Rechnungen erst mal nicht zu bezahlen, hat dem Schauspieler Jimi Blue Ochsenknecht schon in Österreich Ärger vor Gericht eingehandelt. Jetzt ist in München ein Strafbefehl rechtskräftig geworden, wegen einer zunächst nicht bezahlten Rechnung über 1.900 Euro für Essen und Getränke.

Der Strafbefehl über 80 Tagessätze wegen Betrugs sei rechtskräftig geworden, bestätigte ein Sprecher des AG München. Die Höhe der Geldstrafe blieb zunächst unklar. Zuvor hatten mehrere Medien berichtet.

Nach Angaben der Staatsanwaltschaft hatte Ochsenknecht im März 2022 in einem Restaurant und einer Cocktailbar in Graz eine Rechnung von insgesamt 1.900 Euro zunächst absichtlich nicht bezahlt. Zuletzt war Ochsenknecht 2025 vom Landesgericht Innsbruck zu einer Geldbuße von 18.000 Euro wegen nicht beglichener Hotelrechnungen verurteilt worden.

Ochsenknechts Anwalt sagte der tz, man habe wegen "einer fehlerhaften Zustellung" vorsorglich Rechtsmittel gegen den Strafbefehl eingelegt, diese aber inzwischen zurückgenommen: "Der Strafbefehl wurde nun akzeptiert, um die Verantwortung zu übernehmen und einen Schlussstrich zu ziehen."

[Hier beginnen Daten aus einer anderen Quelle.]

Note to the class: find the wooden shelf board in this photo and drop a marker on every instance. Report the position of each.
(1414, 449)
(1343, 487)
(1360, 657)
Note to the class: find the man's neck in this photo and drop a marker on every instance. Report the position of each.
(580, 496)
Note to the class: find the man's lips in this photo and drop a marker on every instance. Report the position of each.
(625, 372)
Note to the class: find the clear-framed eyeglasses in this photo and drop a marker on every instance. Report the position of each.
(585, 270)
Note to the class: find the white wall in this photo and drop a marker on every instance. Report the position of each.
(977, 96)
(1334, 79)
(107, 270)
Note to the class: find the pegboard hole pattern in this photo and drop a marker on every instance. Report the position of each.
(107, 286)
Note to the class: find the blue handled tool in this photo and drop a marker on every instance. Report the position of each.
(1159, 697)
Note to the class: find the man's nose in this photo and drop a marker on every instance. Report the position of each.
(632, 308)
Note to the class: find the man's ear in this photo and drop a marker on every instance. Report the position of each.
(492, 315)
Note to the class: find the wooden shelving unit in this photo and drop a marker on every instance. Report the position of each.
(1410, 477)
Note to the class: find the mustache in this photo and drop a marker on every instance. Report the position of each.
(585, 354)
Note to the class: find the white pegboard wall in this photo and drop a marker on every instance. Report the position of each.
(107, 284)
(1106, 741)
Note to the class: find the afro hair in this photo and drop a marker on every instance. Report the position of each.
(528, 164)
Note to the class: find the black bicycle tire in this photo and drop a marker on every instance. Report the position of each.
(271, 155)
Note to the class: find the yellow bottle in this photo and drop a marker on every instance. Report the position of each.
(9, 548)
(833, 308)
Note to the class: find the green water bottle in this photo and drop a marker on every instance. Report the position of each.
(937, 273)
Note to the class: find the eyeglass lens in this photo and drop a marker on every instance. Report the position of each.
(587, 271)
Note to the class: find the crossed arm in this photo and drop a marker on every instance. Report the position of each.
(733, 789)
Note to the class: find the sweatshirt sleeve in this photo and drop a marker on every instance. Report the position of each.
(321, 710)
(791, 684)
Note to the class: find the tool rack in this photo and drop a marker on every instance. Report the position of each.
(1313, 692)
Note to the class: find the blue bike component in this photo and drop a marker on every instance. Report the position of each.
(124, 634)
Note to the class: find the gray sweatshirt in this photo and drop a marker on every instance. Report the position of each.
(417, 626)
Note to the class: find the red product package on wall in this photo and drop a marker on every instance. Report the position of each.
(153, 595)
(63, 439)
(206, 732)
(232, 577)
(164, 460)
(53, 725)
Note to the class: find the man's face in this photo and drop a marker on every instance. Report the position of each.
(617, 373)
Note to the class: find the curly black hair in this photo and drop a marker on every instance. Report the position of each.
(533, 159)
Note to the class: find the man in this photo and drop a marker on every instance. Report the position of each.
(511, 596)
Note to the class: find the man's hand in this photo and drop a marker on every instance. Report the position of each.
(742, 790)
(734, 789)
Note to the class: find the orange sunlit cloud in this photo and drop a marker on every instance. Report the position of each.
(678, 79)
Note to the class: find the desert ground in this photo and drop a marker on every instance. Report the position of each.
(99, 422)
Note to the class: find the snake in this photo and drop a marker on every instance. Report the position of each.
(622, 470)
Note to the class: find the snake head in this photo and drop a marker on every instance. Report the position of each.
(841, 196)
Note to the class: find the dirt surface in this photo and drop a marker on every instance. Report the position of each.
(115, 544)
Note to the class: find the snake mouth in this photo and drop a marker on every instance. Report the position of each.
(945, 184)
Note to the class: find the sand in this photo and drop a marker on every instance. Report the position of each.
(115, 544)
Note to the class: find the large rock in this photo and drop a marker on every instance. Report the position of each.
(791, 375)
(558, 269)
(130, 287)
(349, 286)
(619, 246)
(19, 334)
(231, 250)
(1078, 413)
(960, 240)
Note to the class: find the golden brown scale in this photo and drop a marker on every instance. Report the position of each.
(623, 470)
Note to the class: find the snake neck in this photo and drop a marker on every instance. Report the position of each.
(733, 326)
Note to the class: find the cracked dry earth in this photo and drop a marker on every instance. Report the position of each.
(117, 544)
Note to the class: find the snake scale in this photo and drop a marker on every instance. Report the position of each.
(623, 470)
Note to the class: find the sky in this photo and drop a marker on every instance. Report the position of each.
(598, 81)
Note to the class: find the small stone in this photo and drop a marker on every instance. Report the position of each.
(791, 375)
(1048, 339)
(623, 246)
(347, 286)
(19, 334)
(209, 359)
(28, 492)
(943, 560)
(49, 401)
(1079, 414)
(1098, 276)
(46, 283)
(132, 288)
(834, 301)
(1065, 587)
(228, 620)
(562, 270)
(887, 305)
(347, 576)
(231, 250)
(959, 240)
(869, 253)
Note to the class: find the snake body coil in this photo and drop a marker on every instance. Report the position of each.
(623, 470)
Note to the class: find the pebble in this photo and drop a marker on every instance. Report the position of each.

Der Schauspieler selbst sagte in einem Instagram-Video, er habe die Rechnung "schon längst" beglichen. "Ich habe früher nicht alles richtig gemacht, deswegen habe ich den Einspruch zurückgenommen, habe gesagt, ich bin schuld, habe mich entschuldigt, ich nehme die Schuld auf mich - aber versuche seit letztem Jahr, alles richtig zu machen, besser zu machen", sagte Ochsenknecht. "Ich arbeite charakterlich, beruflich an mir, finanziell an mir."

Redaktion beck-aktuell, sst, 3. März 2026 (dpa).